Charaf Louhmadi :Il faut voir, dans les sciences et les technologies, leur dimension utile à l’échelle mondiale dans tellement de domaines (santé, transports, éducation…) . Elles permettent d’exprimer la créativité humaine dans « toute sa splendeur ». Il faut à mon avis continuer d’innover, dans les grands groupes et dans les starts-ups (particulièrement active sur ce domaine avec des levées de fonds records lors de ces dernières années). Toutefois, il faut mesurer le potentiel des menaces de ces nouvelles technologies, légiférer correctement et en profondeur, et enfin promouvoir l’IA éthique, en vue de protéger l’humanité. 

L’Europe a montré qu’elle voulait être la première à légiférer tant le sujet prenait l’ampleur. Ne risque-t-elle pas d’aller trop vite ? Peut-elle vraiment mettre à jour une régulation permettant une IA sécurisée et de confiance ?

Rémi Bourgeot : Le sujet est urgent, au regard des risques que pointent les concepteurs mêmes des modèles, qu’il s’agisse de Sam Altman, le patron d’OpenAI, ou de Geoffrey Hinton, « le parrain de l’IA », qui a démissionné de Google pour exprimer ses inquiétudes pour l’humanité.

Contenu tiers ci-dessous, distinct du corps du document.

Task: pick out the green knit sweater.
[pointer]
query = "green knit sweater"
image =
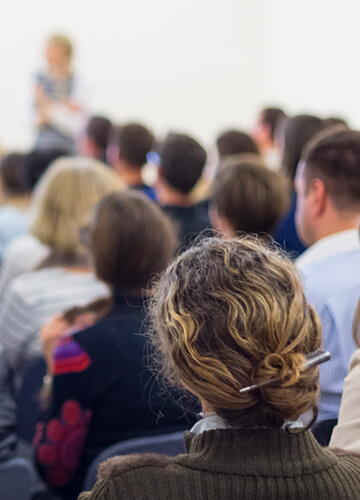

L’UE a commencé son travail de réglementation de l’IA sur la base d’un paysage technologique extrêmement différent de celui que porte les modèles de langage depuis 2017. Au-delà de l’urgence à réguler l’IA, il faut surtout s’y atteler de façon robuste, sur la base de principes résistant à l’épreuve du temps, en particulier sur l’opacité des modèles en termes d’utilisation des données et d’élaboration des résultats.

Charaf Louhmadi :L’Europe a effectivement ouvert le bal réglementaire, au moment même ou les leaders sur le sujet se trouvent essentiellement à l’étranger, aux Etats-Unis par exemple où l’on retrouve les géants comme Google, Méta ou encore le concepteur de ChatGPT OpenAI.

L’Europe doit comprendre en profondeur les sujets relatifs à l’IA, d’autant plus que les géants de la tech réduisent de plus en plus leurs publications scientifiques publiques.  Par exemple, le groupe Alphabet (Google) a limité le nombre de publication d’articles relatifs à l’IA. Pour cause, l’évolution de l’intelligence générative, permettant via l’apprentissage, la création de nouveaux contenus à l’aide d’informations existantes, peut aider le concurrent.

C’est un bon signal que l’Europe veuille donner l’exemple et réguler en premier, cependant elle doit être en mesure de réguler correctement en englobant l’ensemble du spectre des applications de l’IA, cibler les effets néfastes et ne pas en limiter le potentiel utile.